Der Primeo Energie Kosmos ist ein Science- und Erlebniscenter für Bildung und Wissensvermittlung, in dem alle Interessierten und insbesondere Schülerinnen und Schüler aller Altersstufen die Themen Klima und Energie interaktiv erleben können. Anlässlich des 125-Jahr-Jubiläums von Primeo Energie wurde das bereits bestehende Elektrizitätsmuseum saniert und mit dem Neubau ergänzt. Sowohl im sanierten und modernisierten Altbau als auch im Neubau ist erlebbar, was der Klimawandel bedeutet und wie die Energiewende geschafft werden kann. Zugleich setzt sich der Neubau konkret mit den Themen Klimaschutz, Energie und Nachhaltigkeit auseinander: Mehr als zwei Drittel seiner Bauteile sind wiederverwendet, recycelt oder aus nachwachsenden Rohstoffen. Sie stammen, wann es immer möglich war, aus der Region, um graue Energie zu vermeiden. Wenn Re-Use aus statischen, juristischen oder wirtschaftlichen Gründen nicht möglich war, sollte das neue Material zumindest wiederverwertbar sein, also hochwertig und von dauerhafter Qualität, sortenrein und unbehandelt, damit es in der Zukunft dem Kreislauf zugeführt werden kann. Ein rezykliertes Gebäude, das selbst wieder rezyklierbar ist, war das erklärte Ziel.

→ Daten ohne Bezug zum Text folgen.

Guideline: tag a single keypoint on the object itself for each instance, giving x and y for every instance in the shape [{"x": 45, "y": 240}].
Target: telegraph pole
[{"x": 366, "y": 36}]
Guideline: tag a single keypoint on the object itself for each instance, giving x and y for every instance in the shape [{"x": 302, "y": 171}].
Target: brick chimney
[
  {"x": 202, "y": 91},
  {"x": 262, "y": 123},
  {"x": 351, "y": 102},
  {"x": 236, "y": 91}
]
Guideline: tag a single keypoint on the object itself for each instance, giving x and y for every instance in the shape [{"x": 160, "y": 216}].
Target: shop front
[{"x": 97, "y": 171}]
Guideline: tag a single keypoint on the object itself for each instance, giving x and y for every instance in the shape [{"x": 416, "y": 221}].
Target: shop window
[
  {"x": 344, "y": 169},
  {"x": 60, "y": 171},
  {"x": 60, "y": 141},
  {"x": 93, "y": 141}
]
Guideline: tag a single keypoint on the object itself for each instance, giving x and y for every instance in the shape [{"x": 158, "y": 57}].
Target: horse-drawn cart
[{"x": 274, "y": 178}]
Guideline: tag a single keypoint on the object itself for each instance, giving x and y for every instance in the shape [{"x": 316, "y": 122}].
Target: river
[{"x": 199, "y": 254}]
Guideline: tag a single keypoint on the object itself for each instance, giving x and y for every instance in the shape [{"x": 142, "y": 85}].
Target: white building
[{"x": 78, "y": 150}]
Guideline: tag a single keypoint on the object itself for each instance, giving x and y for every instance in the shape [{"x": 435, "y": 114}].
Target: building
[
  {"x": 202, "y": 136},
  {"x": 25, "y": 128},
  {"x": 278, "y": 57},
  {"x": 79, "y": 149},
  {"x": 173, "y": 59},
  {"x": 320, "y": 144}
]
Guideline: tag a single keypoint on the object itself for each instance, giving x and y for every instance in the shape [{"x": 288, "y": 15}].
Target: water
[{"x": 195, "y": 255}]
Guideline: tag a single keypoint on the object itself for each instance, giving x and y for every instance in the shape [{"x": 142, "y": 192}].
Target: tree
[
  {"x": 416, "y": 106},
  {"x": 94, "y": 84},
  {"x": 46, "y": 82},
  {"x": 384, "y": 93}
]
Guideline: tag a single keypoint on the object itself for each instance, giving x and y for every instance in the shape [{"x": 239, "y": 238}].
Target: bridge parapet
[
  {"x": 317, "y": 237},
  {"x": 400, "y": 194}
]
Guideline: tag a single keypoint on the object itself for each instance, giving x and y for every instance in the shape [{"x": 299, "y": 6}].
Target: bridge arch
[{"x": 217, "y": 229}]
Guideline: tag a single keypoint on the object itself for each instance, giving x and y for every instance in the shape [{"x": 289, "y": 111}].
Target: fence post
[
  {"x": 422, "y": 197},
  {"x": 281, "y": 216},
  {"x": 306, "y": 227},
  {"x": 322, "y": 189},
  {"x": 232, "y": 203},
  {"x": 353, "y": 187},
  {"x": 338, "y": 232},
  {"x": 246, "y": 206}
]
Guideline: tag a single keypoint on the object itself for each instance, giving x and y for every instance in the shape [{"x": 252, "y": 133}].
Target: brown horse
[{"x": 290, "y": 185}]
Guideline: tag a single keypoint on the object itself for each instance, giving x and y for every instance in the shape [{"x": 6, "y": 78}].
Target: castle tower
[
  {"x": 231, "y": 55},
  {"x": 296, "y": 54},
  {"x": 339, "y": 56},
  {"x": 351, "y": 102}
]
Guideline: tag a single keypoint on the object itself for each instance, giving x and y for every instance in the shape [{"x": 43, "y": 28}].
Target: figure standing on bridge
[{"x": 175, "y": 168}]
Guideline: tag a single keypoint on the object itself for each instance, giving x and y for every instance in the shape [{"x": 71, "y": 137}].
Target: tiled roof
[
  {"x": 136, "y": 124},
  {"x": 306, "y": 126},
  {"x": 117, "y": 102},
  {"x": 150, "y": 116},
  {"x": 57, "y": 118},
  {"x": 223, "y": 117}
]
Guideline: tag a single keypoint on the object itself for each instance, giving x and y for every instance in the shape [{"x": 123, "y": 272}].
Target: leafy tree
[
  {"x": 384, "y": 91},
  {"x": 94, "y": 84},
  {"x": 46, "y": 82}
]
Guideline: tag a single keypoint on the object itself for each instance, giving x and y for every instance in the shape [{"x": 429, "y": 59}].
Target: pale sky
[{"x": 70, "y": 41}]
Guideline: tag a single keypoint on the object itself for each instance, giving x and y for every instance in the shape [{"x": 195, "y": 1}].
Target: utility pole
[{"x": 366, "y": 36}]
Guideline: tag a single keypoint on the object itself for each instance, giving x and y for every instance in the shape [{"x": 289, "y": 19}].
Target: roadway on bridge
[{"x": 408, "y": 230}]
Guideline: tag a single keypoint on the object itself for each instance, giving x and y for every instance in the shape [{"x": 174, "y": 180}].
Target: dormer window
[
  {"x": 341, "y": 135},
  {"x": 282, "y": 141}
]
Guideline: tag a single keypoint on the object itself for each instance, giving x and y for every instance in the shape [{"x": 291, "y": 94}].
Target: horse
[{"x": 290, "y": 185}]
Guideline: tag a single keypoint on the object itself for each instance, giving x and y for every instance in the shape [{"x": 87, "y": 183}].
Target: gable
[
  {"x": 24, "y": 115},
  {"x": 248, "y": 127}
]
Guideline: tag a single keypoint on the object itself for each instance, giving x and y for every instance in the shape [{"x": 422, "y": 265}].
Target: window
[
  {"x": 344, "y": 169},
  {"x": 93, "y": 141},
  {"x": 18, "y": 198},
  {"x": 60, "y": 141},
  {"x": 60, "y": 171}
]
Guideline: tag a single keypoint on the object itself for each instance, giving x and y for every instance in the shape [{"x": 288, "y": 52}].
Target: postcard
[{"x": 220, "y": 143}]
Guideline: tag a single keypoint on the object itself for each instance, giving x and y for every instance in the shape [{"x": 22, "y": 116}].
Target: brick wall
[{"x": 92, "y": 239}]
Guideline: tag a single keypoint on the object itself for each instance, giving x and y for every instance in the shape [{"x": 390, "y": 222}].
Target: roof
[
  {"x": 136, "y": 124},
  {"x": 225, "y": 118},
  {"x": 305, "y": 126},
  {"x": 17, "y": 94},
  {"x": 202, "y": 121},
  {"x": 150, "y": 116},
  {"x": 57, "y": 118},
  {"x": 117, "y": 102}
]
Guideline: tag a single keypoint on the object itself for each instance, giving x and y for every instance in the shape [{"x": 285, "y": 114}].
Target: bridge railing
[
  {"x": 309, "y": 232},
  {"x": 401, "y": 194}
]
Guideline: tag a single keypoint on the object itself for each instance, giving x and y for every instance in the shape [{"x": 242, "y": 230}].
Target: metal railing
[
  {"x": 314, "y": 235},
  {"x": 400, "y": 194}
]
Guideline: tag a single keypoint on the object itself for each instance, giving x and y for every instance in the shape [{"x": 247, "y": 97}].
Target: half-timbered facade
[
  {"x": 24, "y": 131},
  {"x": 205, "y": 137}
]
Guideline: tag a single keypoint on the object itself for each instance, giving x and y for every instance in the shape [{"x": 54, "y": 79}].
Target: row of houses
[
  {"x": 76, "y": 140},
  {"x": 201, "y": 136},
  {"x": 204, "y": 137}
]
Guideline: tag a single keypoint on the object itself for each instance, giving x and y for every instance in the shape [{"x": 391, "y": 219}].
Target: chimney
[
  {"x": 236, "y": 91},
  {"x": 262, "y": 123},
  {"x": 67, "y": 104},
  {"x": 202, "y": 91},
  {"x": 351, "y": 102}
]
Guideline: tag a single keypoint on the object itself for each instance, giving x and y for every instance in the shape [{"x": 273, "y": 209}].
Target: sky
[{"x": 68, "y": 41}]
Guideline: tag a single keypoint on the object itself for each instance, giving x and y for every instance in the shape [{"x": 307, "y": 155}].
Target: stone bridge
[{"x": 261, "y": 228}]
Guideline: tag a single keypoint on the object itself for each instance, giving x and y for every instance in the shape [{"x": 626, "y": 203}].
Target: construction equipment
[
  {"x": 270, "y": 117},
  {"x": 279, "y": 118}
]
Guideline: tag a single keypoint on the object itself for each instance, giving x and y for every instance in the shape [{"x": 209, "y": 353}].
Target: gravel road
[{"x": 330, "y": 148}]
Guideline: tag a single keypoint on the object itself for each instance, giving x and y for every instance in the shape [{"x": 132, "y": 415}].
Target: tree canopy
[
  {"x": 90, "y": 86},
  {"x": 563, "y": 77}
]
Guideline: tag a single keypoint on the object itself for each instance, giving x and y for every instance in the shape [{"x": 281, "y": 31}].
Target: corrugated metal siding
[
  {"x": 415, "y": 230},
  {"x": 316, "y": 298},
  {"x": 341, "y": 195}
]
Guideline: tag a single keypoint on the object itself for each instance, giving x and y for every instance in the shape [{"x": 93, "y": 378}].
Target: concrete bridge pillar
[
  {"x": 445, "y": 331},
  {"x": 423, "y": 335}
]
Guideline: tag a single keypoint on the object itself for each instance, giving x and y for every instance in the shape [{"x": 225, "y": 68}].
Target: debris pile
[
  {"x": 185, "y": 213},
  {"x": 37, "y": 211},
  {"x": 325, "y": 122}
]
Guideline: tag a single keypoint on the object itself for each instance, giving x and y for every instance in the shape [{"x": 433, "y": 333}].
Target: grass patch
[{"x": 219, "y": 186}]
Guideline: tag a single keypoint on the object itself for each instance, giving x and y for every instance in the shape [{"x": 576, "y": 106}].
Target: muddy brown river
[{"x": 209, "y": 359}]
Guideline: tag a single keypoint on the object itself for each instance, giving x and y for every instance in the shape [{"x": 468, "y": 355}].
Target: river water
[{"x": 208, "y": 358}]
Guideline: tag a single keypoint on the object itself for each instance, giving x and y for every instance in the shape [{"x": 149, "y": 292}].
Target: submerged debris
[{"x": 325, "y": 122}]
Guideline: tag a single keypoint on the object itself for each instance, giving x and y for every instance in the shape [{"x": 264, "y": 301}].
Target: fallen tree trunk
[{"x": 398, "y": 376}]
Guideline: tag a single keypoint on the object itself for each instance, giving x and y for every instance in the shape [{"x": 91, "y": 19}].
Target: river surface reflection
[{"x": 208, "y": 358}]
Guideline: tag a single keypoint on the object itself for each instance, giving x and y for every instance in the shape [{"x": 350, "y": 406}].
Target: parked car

Beim Erweiterungsbau wurden möglichst viele rezyklierte Bauteile und ökologisch verträgliche Baustoffe eingesetzt. (Foto: © Beat Ernst, Basel)
Die Aussenfassade besteht aus alten Profilen von Strommasten, und die Fassadenverkleidung ist aus aussortierten Platten von anderen Baustellen gefertigt. (Foto: © Beat Ernst, Basel)
Die Holzdielen in den Obergeschossen stammen zur Hälfte aus einem Bootshaus in Kaiseraugst, das 1911 erbaut wurde. (Foto: © Beat Ernst, Basel)
Inwiefern haben Bauherrschaft, Auftraggeber oder die späteren Nutzer*innen den Entwurf beeinflusst?


Der Bauherr engagiert sich als Energieversorger für Nachhaltigkeit. Indem er ein Center für die Wissensvermittlung eingerichtet hat, schärft er das Bewusstsein für die Energiewende und die Klimaneutralität. In diesem Sinne war die Entscheidung konsequent, das Gebäude selbst vorwiegend zirkulär zu erbauen.

Gab es bedeutende Projektänderungen vom ersten Entwurf bis zum vollendeten Bauwerk?


Die 60 Jahre alten Hochspannungs-Gittermasten sollten ursprünglich als tragende Konstruktion eingesetzt werden, doch da die aussenliegenden Gänge auch als Fluchtweg dienen, liessen die Baubestimmungen dies nicht zu. So bilden die ehemaligen Strommasten jetzt ein Rankgerüst für Kletterpflanzen, das der Verschattung und damit dem (Raum)Klima dient. Zudem sind die Laubengänge eine nicht zu beheizende Erschliessungszone, sodass das Innenvolumen reduziert werden konnte. Innen ist das Masten-Motiv an den Brüstungen wiederzufinden.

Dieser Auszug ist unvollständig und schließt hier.